Palm Pilate, or Barabba-Dabba-Doo!

Went to the Vigil Mass last night, because Palm Sunday usually gets a crowd and the Mass can run a good hour and a half. It's a tough Mass because it requires audience participation. As I noted a couple of years ago, we get all the stupid dialogue, too.

"We want Barabbas!"

Morons.

We don't know much about the Barabbas in question, except that he was a notorious thief, some sort of rebel, maybe a murderer, possibly the son of a rabbi (based on the etymology of the name Barabbas), and was played by Stacy Keach in the epic Jesus of Nazareth

Not a lot of mustache for this part.
Swedish author Pär Lagerkvist wrote a novel about the man, published in 1950. Unlike a lot of novels based on the New Testament (Ben-Hur, The Robe, Quo Vadis), there's no joy or sacrifice or salvation in Barabbas. The character based on the man is a thug, a man who ultimately would like to believe in Christ but is incapable of giving or receiving love, and dies in his sins. This is the kind of book Scandinavians enjoy -- loveless people who embrace despair. That's why they gave Bob Dylan the Nobel Prize. (Kidding!)

I don't quite agree with the Swedes. I don't see a great story of salvation in Barabbas, either. I just think of him and so many other figures in the Gospels as I probably would have been had I been there, someone deeply protective of his self-interests and desiring nothing that would lead to more trouble, like, say, following the cult of a crucified savior. I probably would have been as far away from Calvary as I could possibly be.

The Romans were no joke in their occupation. I've always been a little sympathetic toward Pontius Pilate, stuck in this dusty outpost with these ungovernable people and trying not to look bad before his cruel bosses in Rome. Then again, he was marked by your average Roman cruelty; he doesn't want to have Jesus killed because he sees no fault in the guy, but he's fine with flaying him half to death.
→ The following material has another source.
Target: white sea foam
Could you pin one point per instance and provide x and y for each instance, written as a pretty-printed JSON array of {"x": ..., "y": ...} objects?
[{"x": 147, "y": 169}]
I was quite taken by Rod Steiger's portrayal in Jesus of Nazareth; yeah, Steiger liked to overact, but he seemed to get the measure of the man. I am sure I have also been unduly influenced by the sympathetic portrayal of Pilate in Mikhail Bulgakov's famous novel The Master and Margarita

But if I'd been a Jew in Jerusalem, I'd have gone nowhere near any Romans if I could help it.

When I was confirmed I was supposed to receive the seven gifts of the Holy Spirit: Wisdom, Understanding, Counsel, Fortitude, Knowledge, Piety, and Fear of the Lord. I think readers of this blog will agree that many of these don't apply to me (Wisdom! Ha!), and I can assure you that Fortitude, also known as the Spirit of Courage, seems to have been lost in transit with the others.

"We want Barabbas"?

I'd have been saying, "Feet, don't fail me now!"